Home Prices Are Rising Again
The housing recession is over—for now.
This is the inescapable implication of the most recent data on home prices and sales of new homes. The S&P/Case-Shiller 20-City Composite Home Price Index rose in February. On an unadjusted basis it was up 0.2 percent. Seasonally adjusted it was up 0.1 percent, the first increase since June of last year. Wall Street economists, who have not yet caught on to the turn in the housing market, were predicting a decline of 0.3 percent.
The month-over-month increase in the seasonally adjusted National Index was at 0.16, the first gain in seven months. The trend toward an improved market actually began at least a month earlier, when month-to-month price declines began to soften, and perhaps as far back as October following the September nadir in month-to-month declines.
Keep in mind that Case-Shiller Home Price Indices are three-month averages. So the February index reading is an average of closing prices in December, January, and February. As a result, the February result should not be seen as a stand-alone monthly gain but as confirmation of a trend toward higher prices.
The Federal Housing Finance Agency’s home price index shows even stronger gains, with prices rising 0.5 percent nationally in March.
New Home Sales Show Unexpected Strength
Sales of newly built homes in the U.S. jumped to the fastest rate in a year. The Census Bureau said on Monday said that new single-family homes sold at a seasonally adjusted annual rate of 683,000 in March, far exceeding Wall Street expectations for 634,000. As the chart below indicates, sales have been bouncing up and down but trending up since last September.
If you zoom out the timeframe a bit, you can see that while new home sales look unimpressive compared with the pandemic housing boom, they are right around where they were before the pandemic. Compared with most of the past decade, sales volumes are very high indeed.
They are, however, still very comfortably below the housing bubble years.
The average selling price of a new home sold in March was $562,400, near the peak hit in December and—weirdly enough—exactly what it was in April of last year.
These are just the latest signs that the housing downturn hit the bottom, and the market is now recovering. A month ago, the National Association of Realtors (NAR) said that sales of existing homes surged 14.5 percent in February, the largest monthly gain since the Flight from the Cities — the pandemic and riot-induced housing rush in June of 2020 when sales jumped a record-breaking 20.7 percent. This was the first monthly rise in sales following 12 consecutive months of declines, the longest streak of falling sales in records going back to 1999.
Existing sales fell again in March, declining 2.4 percent, but this looks largely like a problem of homeowners not wanting a pricier mortgage on their next house rather than a lack of demand. The NAR said there were just 2.7 months’ supply of homes on the market, half of what would be considered a normally balanced housing market.

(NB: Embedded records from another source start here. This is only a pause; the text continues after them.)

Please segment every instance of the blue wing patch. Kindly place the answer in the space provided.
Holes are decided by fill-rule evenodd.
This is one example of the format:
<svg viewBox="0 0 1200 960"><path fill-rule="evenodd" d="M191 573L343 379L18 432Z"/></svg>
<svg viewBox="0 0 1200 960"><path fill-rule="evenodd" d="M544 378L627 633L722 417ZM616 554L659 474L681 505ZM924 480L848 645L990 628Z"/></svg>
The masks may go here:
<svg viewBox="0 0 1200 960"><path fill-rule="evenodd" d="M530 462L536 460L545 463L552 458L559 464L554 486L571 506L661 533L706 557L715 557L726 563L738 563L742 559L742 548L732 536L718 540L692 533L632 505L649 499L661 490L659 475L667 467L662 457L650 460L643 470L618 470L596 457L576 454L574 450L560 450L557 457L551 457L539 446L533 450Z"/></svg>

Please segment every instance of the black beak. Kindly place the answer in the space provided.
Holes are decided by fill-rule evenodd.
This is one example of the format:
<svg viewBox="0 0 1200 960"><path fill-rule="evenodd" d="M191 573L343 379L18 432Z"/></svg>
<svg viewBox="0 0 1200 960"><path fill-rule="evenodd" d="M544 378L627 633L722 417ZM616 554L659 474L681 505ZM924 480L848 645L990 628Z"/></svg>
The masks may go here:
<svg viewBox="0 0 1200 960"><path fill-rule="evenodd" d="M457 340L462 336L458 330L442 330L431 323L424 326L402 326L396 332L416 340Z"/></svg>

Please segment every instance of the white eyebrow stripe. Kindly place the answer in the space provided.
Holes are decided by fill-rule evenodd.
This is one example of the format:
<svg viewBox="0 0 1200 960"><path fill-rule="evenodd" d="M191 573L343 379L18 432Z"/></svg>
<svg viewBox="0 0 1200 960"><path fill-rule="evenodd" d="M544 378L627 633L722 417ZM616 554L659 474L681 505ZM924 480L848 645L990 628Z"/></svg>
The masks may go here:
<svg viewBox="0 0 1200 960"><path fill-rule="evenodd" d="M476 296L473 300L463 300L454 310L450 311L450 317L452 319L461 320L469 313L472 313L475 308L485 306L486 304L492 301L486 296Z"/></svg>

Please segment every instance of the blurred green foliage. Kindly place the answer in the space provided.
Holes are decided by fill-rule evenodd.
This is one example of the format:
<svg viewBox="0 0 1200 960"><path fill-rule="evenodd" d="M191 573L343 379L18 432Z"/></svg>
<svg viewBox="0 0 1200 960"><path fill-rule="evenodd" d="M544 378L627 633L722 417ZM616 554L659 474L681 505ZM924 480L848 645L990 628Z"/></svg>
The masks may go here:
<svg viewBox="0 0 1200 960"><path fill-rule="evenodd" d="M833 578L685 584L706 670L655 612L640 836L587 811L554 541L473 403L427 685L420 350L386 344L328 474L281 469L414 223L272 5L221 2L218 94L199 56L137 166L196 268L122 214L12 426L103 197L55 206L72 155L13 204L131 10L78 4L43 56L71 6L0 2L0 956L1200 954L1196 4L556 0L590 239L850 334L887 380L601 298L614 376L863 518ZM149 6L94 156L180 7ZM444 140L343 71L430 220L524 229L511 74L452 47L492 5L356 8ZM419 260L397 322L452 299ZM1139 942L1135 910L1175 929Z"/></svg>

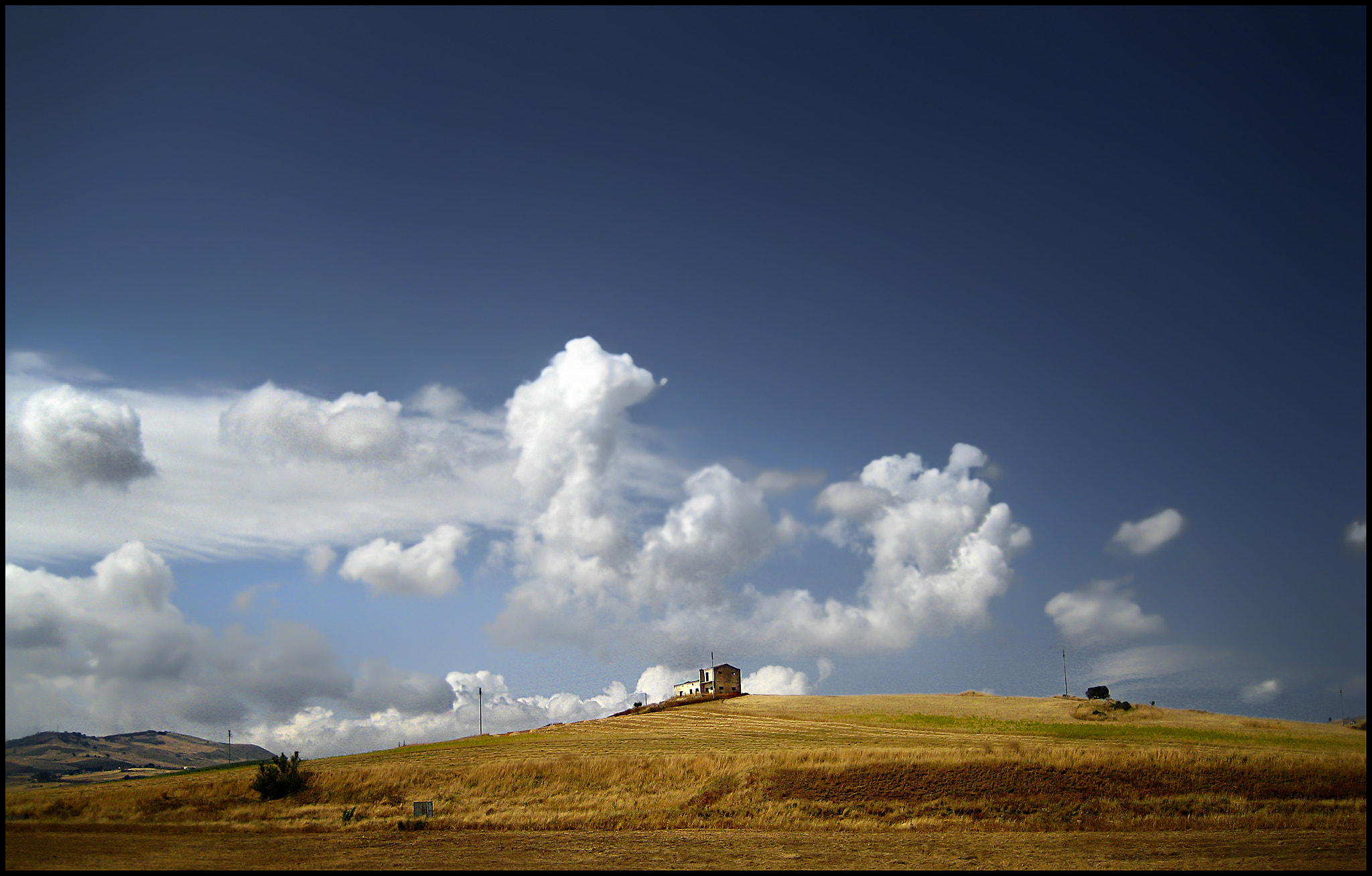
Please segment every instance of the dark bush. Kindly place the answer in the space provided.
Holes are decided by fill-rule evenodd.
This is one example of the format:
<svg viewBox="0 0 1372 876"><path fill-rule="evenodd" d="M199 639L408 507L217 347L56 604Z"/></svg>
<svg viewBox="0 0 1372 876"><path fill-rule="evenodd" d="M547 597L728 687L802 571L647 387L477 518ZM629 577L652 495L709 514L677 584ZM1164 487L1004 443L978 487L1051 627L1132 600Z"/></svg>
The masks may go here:
<svg viewBox="0 0 1372 876"><path fill-rule="evenodd" d="M296 751L291 759L285 759L283 751L281 757L258 764L258 775L248 787L261 794L262 799L276 801L305 788L305 779L306 775L300 772L300 753Z"/></svg>

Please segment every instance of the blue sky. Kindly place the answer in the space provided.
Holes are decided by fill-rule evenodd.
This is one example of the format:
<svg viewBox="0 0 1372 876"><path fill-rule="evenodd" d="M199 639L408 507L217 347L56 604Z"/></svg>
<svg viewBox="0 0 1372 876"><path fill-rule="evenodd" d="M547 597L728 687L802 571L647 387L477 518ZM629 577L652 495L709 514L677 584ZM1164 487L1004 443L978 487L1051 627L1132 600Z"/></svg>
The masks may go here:
<svg viewBox="0 0 1372 876"><path fill-rule="evenodd" d="M1365 10L5 23L7 736L1365 711Z"/></svg>

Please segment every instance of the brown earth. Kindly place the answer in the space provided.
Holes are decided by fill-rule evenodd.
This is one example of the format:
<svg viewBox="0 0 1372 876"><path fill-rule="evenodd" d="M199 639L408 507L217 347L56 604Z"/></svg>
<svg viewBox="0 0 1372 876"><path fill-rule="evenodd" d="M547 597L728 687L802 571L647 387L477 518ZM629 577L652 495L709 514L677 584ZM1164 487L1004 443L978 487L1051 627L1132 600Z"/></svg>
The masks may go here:
<svg viewBox="0 0 1372 876"><path fill-rule="evenodd" d="M1365 869L1367 832L421 831L5 825L5 869Z"/></svg>

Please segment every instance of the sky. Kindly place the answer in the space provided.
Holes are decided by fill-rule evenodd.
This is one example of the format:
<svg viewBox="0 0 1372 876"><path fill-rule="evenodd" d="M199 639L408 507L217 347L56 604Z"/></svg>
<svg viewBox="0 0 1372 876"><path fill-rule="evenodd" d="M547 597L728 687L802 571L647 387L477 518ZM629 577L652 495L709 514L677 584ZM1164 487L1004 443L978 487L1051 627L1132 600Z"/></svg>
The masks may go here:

And, of course, homebuilder confidence has been rising for four months in a row.
How Will the Fed React?
The housing market’s recovery is very likely linked to the conviction that the Federal Reserve only has one more interest rate hike left before it puts this cycle on hold. The federal funds futures market currently implies a 75 percent chance of hike at next week’s meeting and close to no chance of a hike after that. In fact, the odds currently favor a cut at the July meeting. The market is pricing in something like three quarter-point cuts by the end of the year.

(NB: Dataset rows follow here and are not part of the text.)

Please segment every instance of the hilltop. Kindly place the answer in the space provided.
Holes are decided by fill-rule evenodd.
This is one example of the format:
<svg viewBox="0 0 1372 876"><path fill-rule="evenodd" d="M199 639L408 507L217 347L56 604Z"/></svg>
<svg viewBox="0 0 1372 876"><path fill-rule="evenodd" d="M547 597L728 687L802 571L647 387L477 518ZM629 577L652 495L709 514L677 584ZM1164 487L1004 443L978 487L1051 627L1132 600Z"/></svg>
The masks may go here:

This expectation for a Fed pause and subsequent cuts has kept down mortgage rates this year, so that the thirty-year fixed rate has never approached within 25 basis points the peak hit last year. Lenders who expect rates to stop rising or to fall have little incentive to raise rates now because peak rates just get taken out by later refinancing. Buyers may be willing to accept a higher mortgage rate than they would like if they see a looming opportunity to refinance next year.
The problem with this is that a revival of housing demand and a stasis in mortgage rates works contrary to the Federal Reserve’s intention to tighten financial conditions. Judging by mortgage rates alone, financial conditions have not tightened at all since mid-November. Surging new home sales creates additional demand for workers in construction, undermining the Fed’s attempt to soften demand.
This raises the risk that the Fed will react to the strength of the housing market by signaling that it intends to raise rates further than the market expects. To put it slightly differently, the recovery of housing makes it more likely that the Fed will take actions that will push the economy into a recession. The stronger the housing market gets now, the harder the “landing” will have to be later. We could very well see a double-dip housing recession after a mini-recovery this spring and summer.
As we’ve been saying, good news today, is bad news tomorrow.